Medan. Dinas Perkebunan Sumatera Utara (Sumut) menilai peremajaan sejumlah areal perkebunan sawit yang ada tak perlu melibatkan bantuan pemerintah. Pasalnya, petani sawit dianggap telah maju dalam pengelolaannya.
"Untuk sawit, kita tak ada melakukan peremajaan.
Terakhir peremajaan dilakukan dua tahun lalu atau tahun 2012 lalu seluas
20 hektare di Kabupaten Batubara. Itupun hanya percontohan," kata
Kepala Bidang Produksi Dinas Perkebunan Sumut, Herawati kepada
MedanBisnis, Kamis (17/4) di Medan.
Dikatakan Herawati, peremajaan sawit saat ini
lebih kepada kehendak pribadi masin-masing petaninya. Apabila mereka
menganggap perlu melakukan peremajaan, hal tersebut tinggal dilakukannya
seorang diri.
Herawati juga mengatakan, kemudahan perbankan
dalam memberikan pinjaman kepada petani sawit, membuat segala kebutuhan
biaya untuk operasional produksi termasuk biaya peremajaan dapat
dilakukan petani sawit secara mandiri.
"Untuk sawit ini berbeda dengan karet. Petani sawit lebih mendapatkan kemudahan dalam melakukan pinjaman di Bank. Hanya dengan bermodalkan sertifikat saja, mereka sudah bisa memperoleh kredit," jelasnya.
Atas
hal itu, lanjut dia, peran Dinas Perkebunan sendiri tinggal mengarahkan
para patani sawit gemar menabung. Sehingga petani memiliki modal
apabila ingin melakukan peremajaan. "Sejauh ini, petani juga belum ada
melakukan permintaan untuk melakukan peremajaan kepada kita," ungkapnya.
Namun,
sambung Herawati kembali, Dirjen Perkebunan mengharapkan peremajaan
perkebunan sawit rakyat dananya berasal dari program CSR. Tetapi hal
tersebut masih sulit dapat terpenuhi.
"Untuk usia tanaman
perkebunan sawit yang ada di Sumut saat ini beragam. Ada yang tanaman
tidak menghasilkan (TTM) dan tanaman menghasilkan (TM), tetapi masih di
dominasi tanaman menghasilkan," pungkasnya.
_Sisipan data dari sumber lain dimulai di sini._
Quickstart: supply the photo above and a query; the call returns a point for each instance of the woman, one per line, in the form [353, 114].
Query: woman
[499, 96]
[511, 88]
Sementara itu Sekjen Asosiasi Petani Kelapa Sawit
Indonesia (Apkasindo) Asmar Arsjad, mengatakan, sebanyak 1,2 juta dari
3,8 juta hektare lahan sawit rakyat saat ini membutuhkan peremajaan.
Akibatnya, kodisi tersebut turut mempengaruhi produksi sawit Indonesia,
karena tanaman kelapa sawitnya kurang produktif lagi.
Padahal katanya, usia maksimum sawit hanyalah 25 tahun, sementara sudah banyak tanaman sawit yang telah mencapai 30 tahun.
Dikatakannya,
kendala peremajaan tanaman sawit itu utamanya disebabkan persoalan
finansial. Para petani sawit tidak memiliki modal untuk meremajakan
tanamannya.
Sementara untuk meminjam dana yang bersumber dari
Kredit Usaha Rakyat (KUR) cukup terbatas dan untuk meminjam dana ke bank
konvensional maupun syariah, masih terkendala dengan tingkat
kepercayaan pihak perbankan.
"Petani sawit kita rata-rata tidak
mampu memberikan agunan berupa sertifikat atau surat berharga lainnya,
karena untuk mengurus sertifikat saja mereka tidak bisa, karena juga
membutuhkan uang banyak," tegasnya.(rozie winata)MedanBisnis.